For clarification about FIML (and in support of what Ken explained), my
professor who does multilevel modeling in SAS tells me that in SAS, "FIML"
refers to a form of maximum likelihood estimation that can accept an
incomplete data set, and does not omit the observations with missing data
as must be done in both "ML" and "REML" in nlme.  FIML in SAS handles
observations in which the data is missing for some variables by just using
those variables for which data is available and integrating over the
missing values.  This is the default method in SAS PROC MIXED for all mixed
effects models (not just for structural equation modeling).  But this
functionality does not appear to be available in R except for structural
equation modeling (i.e. package, lavaan).

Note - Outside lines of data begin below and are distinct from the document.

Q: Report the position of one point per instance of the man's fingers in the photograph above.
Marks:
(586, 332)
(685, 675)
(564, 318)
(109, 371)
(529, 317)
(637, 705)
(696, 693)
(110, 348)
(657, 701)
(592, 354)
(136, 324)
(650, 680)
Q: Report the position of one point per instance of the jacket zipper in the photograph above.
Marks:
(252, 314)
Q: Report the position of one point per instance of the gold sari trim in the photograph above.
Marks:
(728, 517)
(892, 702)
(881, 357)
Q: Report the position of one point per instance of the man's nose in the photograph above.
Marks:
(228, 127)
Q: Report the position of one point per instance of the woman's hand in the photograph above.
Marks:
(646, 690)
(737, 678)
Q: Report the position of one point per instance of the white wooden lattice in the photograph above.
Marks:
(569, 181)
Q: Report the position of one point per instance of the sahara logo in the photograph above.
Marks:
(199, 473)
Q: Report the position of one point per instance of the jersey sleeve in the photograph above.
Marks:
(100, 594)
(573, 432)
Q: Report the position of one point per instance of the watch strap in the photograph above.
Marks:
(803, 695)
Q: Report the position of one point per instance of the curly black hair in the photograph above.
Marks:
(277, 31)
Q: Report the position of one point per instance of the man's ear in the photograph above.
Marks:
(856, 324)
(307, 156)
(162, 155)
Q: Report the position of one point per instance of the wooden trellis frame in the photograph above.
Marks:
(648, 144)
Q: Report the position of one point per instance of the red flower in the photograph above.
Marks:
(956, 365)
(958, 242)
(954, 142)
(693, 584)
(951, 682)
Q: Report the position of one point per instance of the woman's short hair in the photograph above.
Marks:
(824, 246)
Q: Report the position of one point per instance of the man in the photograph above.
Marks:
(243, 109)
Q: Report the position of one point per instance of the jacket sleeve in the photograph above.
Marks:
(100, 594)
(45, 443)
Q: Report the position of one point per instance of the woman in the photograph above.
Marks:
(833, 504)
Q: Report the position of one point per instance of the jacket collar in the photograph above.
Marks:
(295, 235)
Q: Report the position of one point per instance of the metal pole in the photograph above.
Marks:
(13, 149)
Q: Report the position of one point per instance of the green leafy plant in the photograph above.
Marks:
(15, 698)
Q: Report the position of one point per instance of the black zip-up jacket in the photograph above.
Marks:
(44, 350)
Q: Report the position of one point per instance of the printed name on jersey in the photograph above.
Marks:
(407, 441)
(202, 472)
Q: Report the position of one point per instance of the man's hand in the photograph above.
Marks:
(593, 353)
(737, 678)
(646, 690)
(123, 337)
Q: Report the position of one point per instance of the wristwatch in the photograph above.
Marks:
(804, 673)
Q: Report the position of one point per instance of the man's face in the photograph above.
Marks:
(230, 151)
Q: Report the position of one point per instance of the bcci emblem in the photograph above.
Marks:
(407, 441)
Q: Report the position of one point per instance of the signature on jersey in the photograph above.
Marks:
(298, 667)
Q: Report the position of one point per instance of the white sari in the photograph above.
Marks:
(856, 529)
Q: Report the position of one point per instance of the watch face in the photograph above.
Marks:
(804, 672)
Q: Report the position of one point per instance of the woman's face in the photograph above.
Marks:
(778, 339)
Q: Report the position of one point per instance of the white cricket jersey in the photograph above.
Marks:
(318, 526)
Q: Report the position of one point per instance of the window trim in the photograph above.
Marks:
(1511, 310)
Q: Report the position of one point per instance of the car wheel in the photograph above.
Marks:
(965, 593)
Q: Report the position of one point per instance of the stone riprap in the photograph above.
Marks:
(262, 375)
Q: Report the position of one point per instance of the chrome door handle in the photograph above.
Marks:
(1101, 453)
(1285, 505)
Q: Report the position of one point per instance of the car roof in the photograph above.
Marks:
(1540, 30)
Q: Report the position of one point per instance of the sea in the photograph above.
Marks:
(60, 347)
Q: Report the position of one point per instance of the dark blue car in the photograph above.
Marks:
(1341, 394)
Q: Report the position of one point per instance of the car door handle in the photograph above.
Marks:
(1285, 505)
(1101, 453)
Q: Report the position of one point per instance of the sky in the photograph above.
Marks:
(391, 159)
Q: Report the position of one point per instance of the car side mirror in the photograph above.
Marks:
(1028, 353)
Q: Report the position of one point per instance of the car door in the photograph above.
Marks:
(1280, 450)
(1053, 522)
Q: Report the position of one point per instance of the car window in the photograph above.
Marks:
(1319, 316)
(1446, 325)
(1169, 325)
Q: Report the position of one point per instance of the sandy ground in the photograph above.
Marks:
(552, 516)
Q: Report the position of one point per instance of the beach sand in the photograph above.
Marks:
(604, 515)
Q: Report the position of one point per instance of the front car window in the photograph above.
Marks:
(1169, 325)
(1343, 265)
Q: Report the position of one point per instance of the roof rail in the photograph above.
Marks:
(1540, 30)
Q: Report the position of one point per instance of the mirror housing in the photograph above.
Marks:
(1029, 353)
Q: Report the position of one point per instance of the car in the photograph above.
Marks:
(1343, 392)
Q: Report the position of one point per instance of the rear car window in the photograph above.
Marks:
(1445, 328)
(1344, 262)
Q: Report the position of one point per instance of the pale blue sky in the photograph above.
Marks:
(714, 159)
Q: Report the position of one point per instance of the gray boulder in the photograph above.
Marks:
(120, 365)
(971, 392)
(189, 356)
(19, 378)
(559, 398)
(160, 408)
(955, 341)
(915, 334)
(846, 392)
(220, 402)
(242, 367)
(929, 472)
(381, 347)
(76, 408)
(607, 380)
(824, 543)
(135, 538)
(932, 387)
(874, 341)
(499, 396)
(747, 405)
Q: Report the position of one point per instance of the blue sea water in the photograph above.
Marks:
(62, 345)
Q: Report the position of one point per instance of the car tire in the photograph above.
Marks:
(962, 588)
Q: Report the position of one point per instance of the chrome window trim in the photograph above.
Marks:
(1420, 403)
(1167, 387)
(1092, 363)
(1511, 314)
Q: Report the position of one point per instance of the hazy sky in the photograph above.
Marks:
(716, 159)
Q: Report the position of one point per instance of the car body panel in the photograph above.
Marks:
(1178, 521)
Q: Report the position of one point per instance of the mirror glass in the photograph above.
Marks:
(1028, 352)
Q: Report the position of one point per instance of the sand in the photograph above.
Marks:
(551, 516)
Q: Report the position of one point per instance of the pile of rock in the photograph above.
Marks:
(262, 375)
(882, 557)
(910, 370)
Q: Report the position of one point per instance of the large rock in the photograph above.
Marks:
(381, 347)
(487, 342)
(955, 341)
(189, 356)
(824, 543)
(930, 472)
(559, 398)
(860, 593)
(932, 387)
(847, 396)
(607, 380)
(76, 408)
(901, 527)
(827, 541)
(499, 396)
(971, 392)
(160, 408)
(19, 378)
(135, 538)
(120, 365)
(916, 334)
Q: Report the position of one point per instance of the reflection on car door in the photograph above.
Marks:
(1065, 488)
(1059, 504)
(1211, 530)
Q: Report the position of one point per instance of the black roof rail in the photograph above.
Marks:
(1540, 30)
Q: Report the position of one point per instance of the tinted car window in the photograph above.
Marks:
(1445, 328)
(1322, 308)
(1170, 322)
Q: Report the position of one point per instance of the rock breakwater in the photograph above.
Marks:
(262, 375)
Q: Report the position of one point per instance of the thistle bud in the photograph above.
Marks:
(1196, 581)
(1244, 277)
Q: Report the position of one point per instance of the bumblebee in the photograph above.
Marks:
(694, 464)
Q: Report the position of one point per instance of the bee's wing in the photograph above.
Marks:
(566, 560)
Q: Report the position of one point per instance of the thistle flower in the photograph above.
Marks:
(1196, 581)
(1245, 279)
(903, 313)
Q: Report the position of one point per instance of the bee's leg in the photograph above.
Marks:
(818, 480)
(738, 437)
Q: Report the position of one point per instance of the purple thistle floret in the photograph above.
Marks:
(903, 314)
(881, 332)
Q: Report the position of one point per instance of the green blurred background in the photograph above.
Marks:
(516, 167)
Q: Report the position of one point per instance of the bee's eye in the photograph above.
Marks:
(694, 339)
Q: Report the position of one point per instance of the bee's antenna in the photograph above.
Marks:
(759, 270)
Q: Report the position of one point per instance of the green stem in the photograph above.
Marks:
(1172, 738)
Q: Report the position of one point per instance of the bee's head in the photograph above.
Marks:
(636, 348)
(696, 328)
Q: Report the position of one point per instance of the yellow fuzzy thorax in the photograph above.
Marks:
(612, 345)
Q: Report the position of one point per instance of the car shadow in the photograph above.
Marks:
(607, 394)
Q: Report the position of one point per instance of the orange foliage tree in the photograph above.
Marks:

Given that, I am now working on a multiple imputation solution for my
problem, using either mice or Amelia, and will post again to the list once
I have a working example.  (Apparently, I was wrong about mice only being
able to impute one variable.)  How many imputations are needed?  Many
sources online indicate that 3-10 is usually enough, and the default in
both mice and Amelia is 5.

Bonnie
On Thu, Feb 26, 2015 at 11:26 PM, Ken Beath <ken.beath at mq.edu.au> wrote:

            
#
On 28 February 2015 at 07:00, Bonnie Dixon <bmdixon at ucdavis.edu> wrote:

            
Others claim 20, and that seems to be more than sufficient for a lot of
problems. It will depend on what proportion of your data is missing, and
how dependent the outcome is on these. As you generally can't have too many
then I would start with say 20 and then try a couple of larger number and
if there is no change then 20 was sufficient.
#
I hate to be so blunt here, but this is just flat out wrong. proc mixed is great and all, but it doesn't do such a thing. Just like lmer() and lme() (with na.action=na.omit), proc mixed will just delete rows with missing data and then use ML or REML estimation on what's left (which is perfectly fine under certain missing data mechanisms). Consequently, fitting the same model with proc mixed and lmer() or lme() to the same data with missing data yields essentially identical results. One can easily confirm this with a few examples.
Indeed, one has to switch to some form of a latent variable model if one wants to use FIML. In R, one should look into 'lavaan' or 'sem' (or 'OpenMX' for the more adventurous). In SAS, one would need to use something like proc calis:

http://support.sas.com/documentation/cdl/en/statug/63347/HTML/default/statug_calis_sect103.htm

Again, proc mixed does not use FIML. I am really just repeating what Ken has already stated. Also relevant:

http://stats.stackexchange.com/questions/51006/full-information-maximum-likelihood-for-missing-data-in-r

Best,
Wolfgang